Mom might say that I am the one who was the most resilient during that fateful time in my life. I definitely had the fight in me to survive. Yet, she’s the one who had to navigate raising a daughter who was unlike any other girls. She had to walk through life parenting a daughter who would never experience the joy of announcing a pregnancy, the surprise of finding out the gender, and the moment of seeing her child be born. My mom would also never hear the delightful words of “You’re going to be a grandma”. She would never be able to await anxiously to find out the gender. And, she would never have the opportunity to sit in a waiting room for hours before gazing upon her grandchild for the first time.

But, mom is also the one who modeled how to face the darkness with courage, how to look to the future, and how to seize control back from something that was totally out of control.
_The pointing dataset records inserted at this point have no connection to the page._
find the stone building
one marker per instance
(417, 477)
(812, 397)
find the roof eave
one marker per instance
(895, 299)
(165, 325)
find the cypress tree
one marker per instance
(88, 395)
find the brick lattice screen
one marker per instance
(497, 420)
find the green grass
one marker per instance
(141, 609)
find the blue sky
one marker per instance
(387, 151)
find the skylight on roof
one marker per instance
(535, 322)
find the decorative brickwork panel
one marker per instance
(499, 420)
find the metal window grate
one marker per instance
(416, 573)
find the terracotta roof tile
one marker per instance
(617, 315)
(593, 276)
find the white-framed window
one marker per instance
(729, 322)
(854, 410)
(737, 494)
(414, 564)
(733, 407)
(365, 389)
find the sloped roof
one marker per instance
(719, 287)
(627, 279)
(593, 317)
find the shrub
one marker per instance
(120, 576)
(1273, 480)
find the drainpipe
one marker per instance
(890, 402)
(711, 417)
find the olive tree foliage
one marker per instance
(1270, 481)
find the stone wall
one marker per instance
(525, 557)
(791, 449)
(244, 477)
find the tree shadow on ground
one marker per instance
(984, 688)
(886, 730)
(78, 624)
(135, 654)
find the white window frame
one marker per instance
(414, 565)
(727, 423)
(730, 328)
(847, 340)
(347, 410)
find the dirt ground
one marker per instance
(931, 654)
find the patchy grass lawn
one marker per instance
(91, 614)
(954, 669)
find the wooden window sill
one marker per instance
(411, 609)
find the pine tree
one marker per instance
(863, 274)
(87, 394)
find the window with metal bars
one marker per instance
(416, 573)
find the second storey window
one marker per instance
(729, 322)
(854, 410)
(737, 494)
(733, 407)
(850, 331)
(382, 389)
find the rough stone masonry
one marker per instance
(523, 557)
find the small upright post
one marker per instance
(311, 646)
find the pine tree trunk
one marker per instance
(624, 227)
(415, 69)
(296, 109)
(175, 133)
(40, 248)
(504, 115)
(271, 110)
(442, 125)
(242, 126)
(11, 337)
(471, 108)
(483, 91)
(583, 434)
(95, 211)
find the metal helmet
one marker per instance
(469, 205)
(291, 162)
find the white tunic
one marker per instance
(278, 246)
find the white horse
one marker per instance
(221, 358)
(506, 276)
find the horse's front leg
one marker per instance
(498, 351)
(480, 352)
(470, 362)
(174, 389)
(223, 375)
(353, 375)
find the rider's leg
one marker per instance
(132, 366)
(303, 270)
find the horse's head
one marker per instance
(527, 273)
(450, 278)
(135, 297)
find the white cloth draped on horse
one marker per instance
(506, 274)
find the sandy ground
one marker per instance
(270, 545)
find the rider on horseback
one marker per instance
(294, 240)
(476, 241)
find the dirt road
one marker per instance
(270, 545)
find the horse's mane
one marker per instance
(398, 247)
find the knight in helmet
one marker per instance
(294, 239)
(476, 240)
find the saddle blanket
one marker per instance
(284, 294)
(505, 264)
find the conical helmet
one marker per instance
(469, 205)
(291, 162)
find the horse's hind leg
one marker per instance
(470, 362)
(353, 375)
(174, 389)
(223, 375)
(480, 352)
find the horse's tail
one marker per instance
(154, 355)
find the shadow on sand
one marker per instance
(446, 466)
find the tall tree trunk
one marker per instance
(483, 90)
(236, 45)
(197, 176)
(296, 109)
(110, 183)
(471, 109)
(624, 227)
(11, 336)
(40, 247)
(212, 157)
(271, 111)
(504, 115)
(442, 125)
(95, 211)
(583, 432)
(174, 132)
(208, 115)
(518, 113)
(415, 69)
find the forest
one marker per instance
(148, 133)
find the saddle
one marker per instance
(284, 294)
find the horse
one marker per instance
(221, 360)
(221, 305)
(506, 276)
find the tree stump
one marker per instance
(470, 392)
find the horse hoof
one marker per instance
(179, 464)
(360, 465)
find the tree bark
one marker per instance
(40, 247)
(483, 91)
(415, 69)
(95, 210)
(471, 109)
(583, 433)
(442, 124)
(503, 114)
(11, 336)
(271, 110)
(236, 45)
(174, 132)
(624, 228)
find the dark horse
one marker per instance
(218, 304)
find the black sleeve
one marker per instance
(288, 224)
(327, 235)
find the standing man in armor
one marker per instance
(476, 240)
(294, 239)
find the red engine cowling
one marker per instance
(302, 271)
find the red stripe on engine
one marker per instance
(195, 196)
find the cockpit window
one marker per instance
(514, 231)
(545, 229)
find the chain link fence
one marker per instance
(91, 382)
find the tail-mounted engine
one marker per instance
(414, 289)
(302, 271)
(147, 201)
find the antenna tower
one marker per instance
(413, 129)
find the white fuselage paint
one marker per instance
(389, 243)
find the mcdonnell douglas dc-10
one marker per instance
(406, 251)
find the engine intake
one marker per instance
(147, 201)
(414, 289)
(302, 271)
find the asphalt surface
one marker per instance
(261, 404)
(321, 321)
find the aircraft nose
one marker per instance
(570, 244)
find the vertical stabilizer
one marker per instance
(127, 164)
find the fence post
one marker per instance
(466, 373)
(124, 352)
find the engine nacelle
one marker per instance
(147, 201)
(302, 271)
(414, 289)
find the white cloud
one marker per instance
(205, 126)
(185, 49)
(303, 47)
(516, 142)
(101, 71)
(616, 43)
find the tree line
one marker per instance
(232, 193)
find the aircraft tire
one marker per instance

She’s the one who held in her fears so that I would not absorb them. She’s the one who told me “if you want to achieve something, put your heart into it”. She’s the one who went right back to being the mommy who made home made goodies that brought great comfort and sacrificed her wants so that I would have the very best. She’s the one who never allowed herself to be victimized by this; thus, teaching me to not be a victim of my circumstance. And, she’s the one who didn’t run away from her faith in God.

So, mom, thank you for being resilient. Thank you for modeling to me that when life deals you a blow, you just get up, dust off, and walk strong. Thank you for showing and telling me that I was the most important thing in your world. Thank for you giving me security when the floor fell out from under me. I know your grandma experience started out different from others, so thank you for standing by and supporting me while we were foster parents, and for the love you give my children.

See mom? The Lord does work all things for good for those who believe in Him. My story didn’t end with infertility. Oh, it may have altered it. It may have brought doubts, anger, and tears. But, my story is now filled with love, hope, grace, faith, and your sweet grandchildren.